Postponed for a full year due to the Covid-19 pandemic, the events were originally scheduled for the summer of 2020.

Instead, the traditional Parade of Athletes opening ceremony was held July 23 along with the lighting of the Olympic Flame—partly powered, for the first time, by the relatively planet-friendly fuel hydrogen, to start things off.

While the athletes were present in full force and primed to perform, spectators were few in number, their presence limited by ongoing concerns over the spread of Covid and their cheers greatly missed.

Days of sweltering heat and a forecast of strong winds and heavy rain early this week didn’t help either.

But, and there’s always a but.

Audiences around the world can follow the action on TV and livestreamed on the internet, participating in a midsummer ritual that comes around only every four years but when it does it commands attention.

This year, the games are a big, bright spot in a world that’s hungry for positive news.

Even with stringent procedures meant to control the spread of the virus, and with numerous athletes sidelined with positive Covid tests, the games and events have not been weighed down overall and that’s a good thing.

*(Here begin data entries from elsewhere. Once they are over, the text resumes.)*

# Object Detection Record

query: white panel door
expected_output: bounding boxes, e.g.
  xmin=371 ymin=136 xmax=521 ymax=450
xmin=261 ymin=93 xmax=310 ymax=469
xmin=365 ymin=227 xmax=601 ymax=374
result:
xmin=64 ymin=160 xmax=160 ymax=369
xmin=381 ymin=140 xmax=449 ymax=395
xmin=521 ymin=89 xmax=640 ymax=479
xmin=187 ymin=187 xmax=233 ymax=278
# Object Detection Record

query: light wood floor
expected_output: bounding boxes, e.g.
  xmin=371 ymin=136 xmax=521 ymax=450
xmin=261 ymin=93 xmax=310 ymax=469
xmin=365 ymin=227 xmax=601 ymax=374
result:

As Catholics, and as Americans, the dedication and perseverance of the Olympic athletes reflect the values that we share, and that bring us hope.

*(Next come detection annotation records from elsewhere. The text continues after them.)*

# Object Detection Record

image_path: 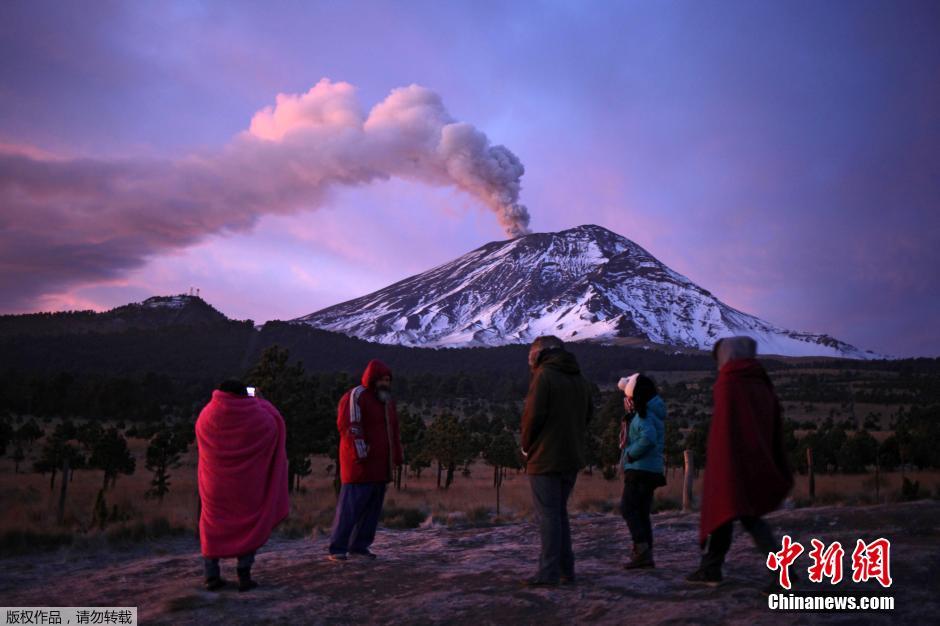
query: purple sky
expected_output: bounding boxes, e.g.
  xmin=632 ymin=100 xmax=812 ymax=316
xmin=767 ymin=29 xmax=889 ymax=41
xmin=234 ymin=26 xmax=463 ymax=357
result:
xmin=0 ymin=0 xmax=940 ymax=356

Monday’s winning performance by U.S. rugby player Joe Schroeder, 28, a graduate of Cathedral High School in Indianapolis, is a case in point. Overcoming the unexpected death of his 22-year-old brother Will in 2020, and suffering a crushing shoulder injury that required surgery and a year of difficult rehabilitation, the U.S. men’s rugby sevens team beat two of the toughest teams around, Kenya and Ireland, to avoid elimination and advance to Day 2.

His family and his Catholic faith, he says, is what drives him.

Lee Kiefer, a 2017 graduate of the University of Notre Dame who is now a medical student in Kentucky, knows she’s going home with the gold as the first American to win an individual medal in foil fencing.

“Golden is thy fame, indeed,” Notre Dame tweeted after the July 25 win.

More than 11,600 athletes from 205 national Olympic committee teams and the IOC Refugee Olympic Team were participating in more than 330 events in 33 different sports in the July 23 to Aug. 8 games.

The International Olympic Committee president, Thomas Bach, announced in 2015 that it would be creating a Refugee Olympic Team to take part in the games, starting with the Summer Games in Rio 2016. This year’s Refugee Olympic Team was made up of 29 athletes from a dozen countries who have been living and training in host countries, in yet another indication that the games are, as Pope Francis prayed, “a sign of hope, a sign of universal brotherhood marked by a healthy spirit of competition.”

After praying the Angelus at the Vatican July 25, the pope said: “God bless the organizers, the athletes and all those who collaborate for this great festival of sport.”

A great festival it is, no doubt about that.